AMAZONAS – Morreu na madrugada desta segunda-feira (15), por volta de 1h30, o ex-prefeito de Parintins Enéas Gonçalves, de 64 anos de idade. Enéas faleceu em consequência da Covid-19.

A informação foi confirmada pela família de Enéas Gonçalves, por meio do filho, o jornalista Glauber Gonçalves. O anúncio foi feito nas rádios de Parintins logo pela manhã.

Enéas havia sido transferido para Manaus na semana passada, depois de ter o quadro agravado no município. A família tentava a transferência dele para São Paulo, o que não chegou a acontecer em virtude do estado avançado de saúde do ex-prefeito, que era considerado muito ruim, impossibilitando a viagem.

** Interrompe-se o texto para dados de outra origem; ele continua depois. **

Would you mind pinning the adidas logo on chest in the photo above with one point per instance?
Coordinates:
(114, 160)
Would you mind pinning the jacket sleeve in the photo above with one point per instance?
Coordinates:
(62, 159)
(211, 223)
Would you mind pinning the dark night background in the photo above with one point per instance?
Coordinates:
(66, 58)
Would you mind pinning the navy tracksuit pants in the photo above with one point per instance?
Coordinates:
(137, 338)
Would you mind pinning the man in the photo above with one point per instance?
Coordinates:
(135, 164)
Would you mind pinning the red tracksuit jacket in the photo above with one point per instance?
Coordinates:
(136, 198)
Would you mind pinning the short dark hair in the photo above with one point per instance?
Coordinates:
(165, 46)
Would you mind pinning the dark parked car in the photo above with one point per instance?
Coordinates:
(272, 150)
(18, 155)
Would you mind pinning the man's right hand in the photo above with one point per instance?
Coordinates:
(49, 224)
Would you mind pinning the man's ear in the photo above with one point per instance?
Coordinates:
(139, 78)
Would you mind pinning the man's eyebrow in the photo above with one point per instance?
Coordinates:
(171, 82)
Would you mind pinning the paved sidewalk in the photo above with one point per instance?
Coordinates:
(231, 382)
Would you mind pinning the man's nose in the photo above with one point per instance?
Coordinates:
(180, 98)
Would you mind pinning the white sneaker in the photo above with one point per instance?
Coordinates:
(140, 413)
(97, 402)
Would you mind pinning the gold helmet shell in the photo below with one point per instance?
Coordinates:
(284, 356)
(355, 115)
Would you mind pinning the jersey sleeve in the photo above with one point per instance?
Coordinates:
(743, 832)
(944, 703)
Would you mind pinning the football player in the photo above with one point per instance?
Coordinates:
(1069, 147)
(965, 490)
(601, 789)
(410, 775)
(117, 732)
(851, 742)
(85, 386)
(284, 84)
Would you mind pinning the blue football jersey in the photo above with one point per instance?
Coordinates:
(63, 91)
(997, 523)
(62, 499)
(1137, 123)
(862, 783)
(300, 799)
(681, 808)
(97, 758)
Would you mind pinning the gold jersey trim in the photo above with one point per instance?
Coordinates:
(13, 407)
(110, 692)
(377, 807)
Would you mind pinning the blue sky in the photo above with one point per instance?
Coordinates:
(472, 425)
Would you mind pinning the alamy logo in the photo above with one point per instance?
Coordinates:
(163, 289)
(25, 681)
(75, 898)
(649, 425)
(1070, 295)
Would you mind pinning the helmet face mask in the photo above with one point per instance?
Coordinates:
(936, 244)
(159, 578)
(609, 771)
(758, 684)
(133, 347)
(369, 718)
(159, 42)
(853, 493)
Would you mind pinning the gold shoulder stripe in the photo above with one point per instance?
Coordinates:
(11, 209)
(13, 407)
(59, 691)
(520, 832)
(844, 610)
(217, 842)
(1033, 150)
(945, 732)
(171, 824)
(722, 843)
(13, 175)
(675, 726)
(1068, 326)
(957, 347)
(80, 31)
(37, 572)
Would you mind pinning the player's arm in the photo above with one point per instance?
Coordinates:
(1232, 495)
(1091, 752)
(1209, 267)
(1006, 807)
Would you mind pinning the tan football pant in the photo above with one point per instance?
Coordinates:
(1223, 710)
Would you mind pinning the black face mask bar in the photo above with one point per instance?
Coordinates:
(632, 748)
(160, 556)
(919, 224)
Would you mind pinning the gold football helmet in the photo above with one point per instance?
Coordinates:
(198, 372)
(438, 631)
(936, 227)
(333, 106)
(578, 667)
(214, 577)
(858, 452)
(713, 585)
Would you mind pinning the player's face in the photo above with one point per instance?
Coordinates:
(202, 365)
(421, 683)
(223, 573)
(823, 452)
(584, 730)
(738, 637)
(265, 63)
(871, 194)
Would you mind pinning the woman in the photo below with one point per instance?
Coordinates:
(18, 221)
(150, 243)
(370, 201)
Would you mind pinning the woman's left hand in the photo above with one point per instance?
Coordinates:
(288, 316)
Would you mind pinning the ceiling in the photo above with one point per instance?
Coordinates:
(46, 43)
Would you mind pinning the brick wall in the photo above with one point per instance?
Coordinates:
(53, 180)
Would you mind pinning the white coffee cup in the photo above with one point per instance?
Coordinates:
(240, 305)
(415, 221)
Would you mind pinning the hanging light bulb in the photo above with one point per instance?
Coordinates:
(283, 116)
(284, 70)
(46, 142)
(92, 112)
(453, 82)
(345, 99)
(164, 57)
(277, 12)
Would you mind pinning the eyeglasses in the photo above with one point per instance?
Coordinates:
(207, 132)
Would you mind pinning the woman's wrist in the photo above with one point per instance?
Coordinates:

O parintinense era conhecido na política pelos mandatos de deputado e prefeito. O trabalho na comunicação também teve destaque no município. Atualmente estava na Rádio Clube de Parintins, onde apresentava o programa ‘Cartão Amarelo’, de grande audiência na emissora.

Trajetória

Com uma votação histórica e aproveitando a popularidade do pai, Glaucio Gonçalves, que era prefeito da cidade, em 1986, Enéas foi eleito como o deputado estadual mais jovem do pleito, com 30 anos de idade.

Naquele pleito, ele também foi o mais votado no interior do Amazonas. Depois disso, Enéas foi eleito prefeito em 1988. Após cumprir esse mandato executivo, seguiu para o Legislativo, elegendo-se mais três vezes a deputado estadual. Voltou a governar Parintins em 2000, após o fracasso da gestão Carbrás.

Radialista

Enéas Gonçalves, porém, depois dos mandatos públicos, descobriu-se comunicador. Diretor e sócio da rádio Clube de Parintins, ele comandava dois programas: um, pela manhã, e outro, no encerramento da grade diária da emissora até às 23h. Cantava, contava história e assoviava acompanhando as músicas do BG. Mas se popularizou como conselheiro amoroso. Fazia isso atendendo a inquietações de sua audiência, que lhe mandava mensagens pedindo ajuda do gênero. Criou chavões como “Ai, Enéas”, “mano” e “te quieta diacho”, que viraram expressões reproduzidas na cidade.